When fats are eaten they go straight to the liver, which decides what to do with those fats. If blood sugar is low, the liver will decide that energy from fat is needed in the periphery, and kick out free fatty acids (FFAs) which is the energy source form of fat that cells can use. However if blood sugar is elevated, the liver will determine that no extra energy from fats is needed and kick out triglycerides (TG) instead (the storage form of fat). You can easily see this on blood tests looking at post meal lipids after very low carbohydrate meals vs higher carbohydrate meals with the same fat content. Carbs and fats together raise TG in a pronounced way.

Therefore, slightly overeating on a very low carbohydrate diet will lead to negligible fat gains.
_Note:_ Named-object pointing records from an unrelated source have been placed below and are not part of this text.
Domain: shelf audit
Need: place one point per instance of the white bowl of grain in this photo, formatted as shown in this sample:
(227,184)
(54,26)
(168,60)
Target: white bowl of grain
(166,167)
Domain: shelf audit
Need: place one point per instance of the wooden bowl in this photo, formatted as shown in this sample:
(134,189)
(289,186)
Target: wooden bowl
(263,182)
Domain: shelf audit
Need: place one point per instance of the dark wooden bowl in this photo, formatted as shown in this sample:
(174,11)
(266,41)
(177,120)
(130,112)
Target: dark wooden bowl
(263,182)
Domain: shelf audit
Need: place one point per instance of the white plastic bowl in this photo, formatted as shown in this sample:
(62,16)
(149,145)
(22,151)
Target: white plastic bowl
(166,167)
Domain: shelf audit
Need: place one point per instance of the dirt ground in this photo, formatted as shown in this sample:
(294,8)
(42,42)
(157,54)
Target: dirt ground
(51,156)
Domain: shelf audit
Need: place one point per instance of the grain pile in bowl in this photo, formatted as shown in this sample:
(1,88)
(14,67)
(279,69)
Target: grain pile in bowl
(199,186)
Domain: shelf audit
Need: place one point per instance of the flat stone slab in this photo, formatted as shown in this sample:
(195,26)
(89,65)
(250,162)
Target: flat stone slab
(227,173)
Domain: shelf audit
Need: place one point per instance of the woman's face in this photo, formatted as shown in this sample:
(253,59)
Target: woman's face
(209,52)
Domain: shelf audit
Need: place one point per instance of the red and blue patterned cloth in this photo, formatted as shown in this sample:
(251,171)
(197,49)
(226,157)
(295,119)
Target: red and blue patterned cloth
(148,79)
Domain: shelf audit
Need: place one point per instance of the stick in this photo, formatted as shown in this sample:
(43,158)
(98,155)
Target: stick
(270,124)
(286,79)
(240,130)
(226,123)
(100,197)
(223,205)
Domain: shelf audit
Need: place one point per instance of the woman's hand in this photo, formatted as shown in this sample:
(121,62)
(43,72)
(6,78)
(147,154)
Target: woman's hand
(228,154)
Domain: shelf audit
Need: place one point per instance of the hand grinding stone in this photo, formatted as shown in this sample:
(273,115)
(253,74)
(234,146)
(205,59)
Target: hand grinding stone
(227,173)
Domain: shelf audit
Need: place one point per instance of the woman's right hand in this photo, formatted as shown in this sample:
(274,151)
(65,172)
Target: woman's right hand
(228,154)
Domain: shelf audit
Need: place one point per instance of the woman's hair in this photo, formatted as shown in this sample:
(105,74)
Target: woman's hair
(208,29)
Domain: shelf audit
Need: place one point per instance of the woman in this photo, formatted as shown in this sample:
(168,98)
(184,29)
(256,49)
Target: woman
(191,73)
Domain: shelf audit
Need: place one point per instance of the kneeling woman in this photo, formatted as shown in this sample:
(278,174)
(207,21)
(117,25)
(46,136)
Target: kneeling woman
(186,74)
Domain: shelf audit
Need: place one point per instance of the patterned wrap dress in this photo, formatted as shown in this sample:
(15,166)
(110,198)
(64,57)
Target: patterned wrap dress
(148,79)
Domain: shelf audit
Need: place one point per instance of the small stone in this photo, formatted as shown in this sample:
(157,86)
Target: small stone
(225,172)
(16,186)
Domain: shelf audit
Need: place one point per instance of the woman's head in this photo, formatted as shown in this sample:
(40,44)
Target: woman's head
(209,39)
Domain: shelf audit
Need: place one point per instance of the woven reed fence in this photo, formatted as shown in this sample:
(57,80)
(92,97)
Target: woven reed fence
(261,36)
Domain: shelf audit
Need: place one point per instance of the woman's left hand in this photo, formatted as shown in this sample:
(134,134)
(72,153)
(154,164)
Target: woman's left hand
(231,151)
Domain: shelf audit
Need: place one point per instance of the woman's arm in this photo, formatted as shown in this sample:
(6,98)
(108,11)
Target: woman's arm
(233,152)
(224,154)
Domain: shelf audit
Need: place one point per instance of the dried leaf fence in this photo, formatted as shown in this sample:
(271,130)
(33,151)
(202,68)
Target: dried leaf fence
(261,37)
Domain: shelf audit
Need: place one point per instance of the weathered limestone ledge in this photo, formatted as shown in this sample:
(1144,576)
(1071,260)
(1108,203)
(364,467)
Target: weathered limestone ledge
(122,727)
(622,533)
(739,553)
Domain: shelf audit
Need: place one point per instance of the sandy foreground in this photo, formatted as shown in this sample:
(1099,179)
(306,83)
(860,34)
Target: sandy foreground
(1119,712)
The body will utilise the extra fats for greater energy production and usage through myriad pathways. Overeating the same amount of calories on a high carbohydrate but very low fat diet will lead to similar effects on weight, because the body will use the calories from carbs for energy and not be efficient at storing them. But, overeat the same amount of calories on a high fat and high carbohydrate diet and fat gain will be greater. Most fat that makes it to the liver while blood sugar is elevated will be stored. This could theoretically lead to further overeating because once the fat has been stored and the blood sugar drops hunger will be triggered to eat again, rather than automatically tapping into the previously stored fats.

If the excess calories are being eaten from specifically sugar and saturated fats the situation gets worse. The fructose element of the sugar is taken directly to the liver, giving a falsely high view of carbohydrate availability to the liver. This strongly turns on the fat storage pathways. Combine this with high amounts of readily stored saturated fats and you have a recipe for rapid fat storage. Research has shown that this deadly combination will lead to preferential storage of fats in the viscera, (the fat wrapped around your internal organs). This type of fat is the most damaging to health and most strongly associated with cancer, diabetes, cardiovascular disease and other health concerns.

This is why we can observe very low levels of obesity in high carbohydrate low fat diets such as the Japanese, but also in very high fat low carb diets such as the Inuit. Yet we see very high levels of obesity and disease resulting from western diets. Western diets are high in junk (sugar and saturated fat). Take cookies, doughnuts, pizza, chips, and ice cream for examples, all high in BOTH saturated fats AND simple sugars.

The truth about carbs is the same as the truth about fats. Neither one is uniquely and inherently fattening or deleterious to health, But the combination of them together, in excess, is. Bottom line, stay away from junk, not all calories are treated equally by the body.